The "Hello world!" message is missing! Why? Why isn't my code running? Or maybe it's running but it isn't causing any output?

milabs commented 10 years ago

@alexandernst x86_64 calling conventions supposes that function args is in regs RDI, RSI, RDX and RCX. You code must looks like this:

// printk("\n\n\n%s\n\n\n", "hello world"); mov rdi, offset of ("\n\n\n%s\n\n\n") mov rsi, offset of ("hello world") mov rax, &printk call rax

http://en.wikipedia.org/wiki/X86_calling_conventions#x86-64_calling_conventions

alexandernst commented 10 years ago

@milabs What exactly is the offset in your example code?

offset = \<variable addr\> - <(current address + 5)> ?
milabs commented 10 years ago

@alexandernst No, as RDI and RSI are 64 bit registers, offset is not relative. Offset is the variable address. Think about the CPU. It fetches instructions one by one. Relative RIP addressing means that the address is relative to RIP pointer. But the CPU doesn't know anything about the instruction before it fetched. After that, RIP points to the next instruction and all relative offsets related to that RIP.

alexandernst commented 10 years ago

@milabs Hmmm, ok, I'll try it as soon as I get home (at the office now) :smile:

alexandernst commented 10 years ago

@milabs It works !!!!!!!! :smile: Now I need to get a simple "Hello world" for x86 (which I don't think will be any different) and then start coding the real part.

milabs commented 10 years ago

@alexandernst Excellent :) Tell that to all the SO peoples :)
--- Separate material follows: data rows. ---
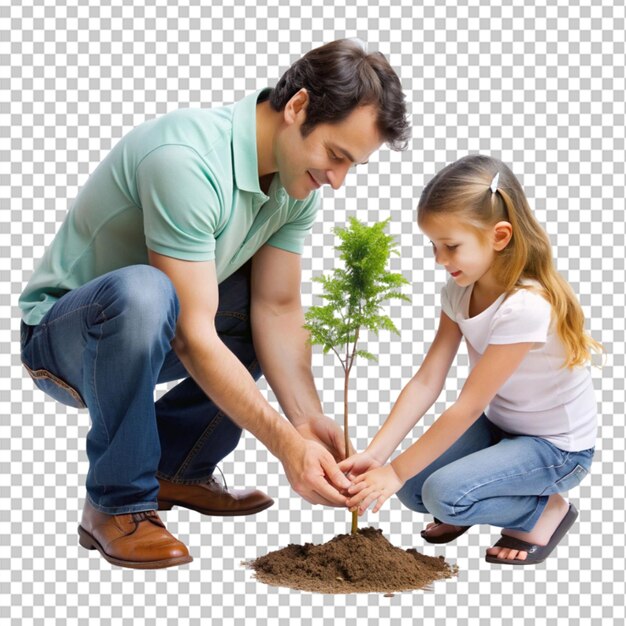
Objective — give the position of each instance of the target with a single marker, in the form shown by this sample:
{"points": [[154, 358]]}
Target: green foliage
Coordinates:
{"points": [[355, 293]]}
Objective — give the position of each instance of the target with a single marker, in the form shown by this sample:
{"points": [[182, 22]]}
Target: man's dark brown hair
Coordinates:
{"points": [[341, 76]]}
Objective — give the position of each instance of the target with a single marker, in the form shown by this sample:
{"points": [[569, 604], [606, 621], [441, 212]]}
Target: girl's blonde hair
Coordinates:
{"points": [[463, 188]]}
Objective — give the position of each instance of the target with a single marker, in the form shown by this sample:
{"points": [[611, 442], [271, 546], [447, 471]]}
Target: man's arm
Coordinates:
{"points": [[227, 382], [281, 345]]}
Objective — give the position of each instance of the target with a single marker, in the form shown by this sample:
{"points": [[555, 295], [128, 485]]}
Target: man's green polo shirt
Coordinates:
{"points": [[185, 185]]}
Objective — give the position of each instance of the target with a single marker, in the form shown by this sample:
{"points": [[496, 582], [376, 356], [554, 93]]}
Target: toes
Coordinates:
{"points": [[507, 554]]}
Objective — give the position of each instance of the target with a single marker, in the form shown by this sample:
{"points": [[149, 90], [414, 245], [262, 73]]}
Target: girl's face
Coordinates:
{"points": [[466, 256]]}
alexandernst commented 10 years ago

@milabs I was re-reading the calling conventions and I have 2 questions.

First question:

In x64: Userland uses RDI, RSI, RDX, RCX, R8, R9, if there are more than 6 arguments, the stack is used too. Syscalls uses RDI, RSI, RDX, R10, R8, R9, if there are more than 6 arguments, the stack is used too.

In x86: Userland uses stack for all arguments Syscalls use EBX, ECX, EDX, ESI, EDI, EBP, if there are more than 6 arguments, the stack is used too.

Have I understood the docs right?

Second question: Are there syscalls with more than 6 arguments? Which ones?

alexandernst commented 10 years ago

@milabs Look at https://github.com/alexandernst/procmon/commit/d50d2e16bcde7b6d0686bca001a677d05e1e3aa7 I'm almost done!! :smile: :smile: :smile:

I'm only missing the unhook part, which can be done in two different ways.

The first way, which is the less eficient, is to completely remove the fake syscall call and leave only the real syscall call. This way procmon will waste around 60bytes for each syscall. Not much, but feels kind of dirty.

The second way is to check inside the stub if the atomic counter has reached 0, and if so, do 3 things. a) restore the original syscall address b) kfree itself c) place the result of the last syscall in eax/rax.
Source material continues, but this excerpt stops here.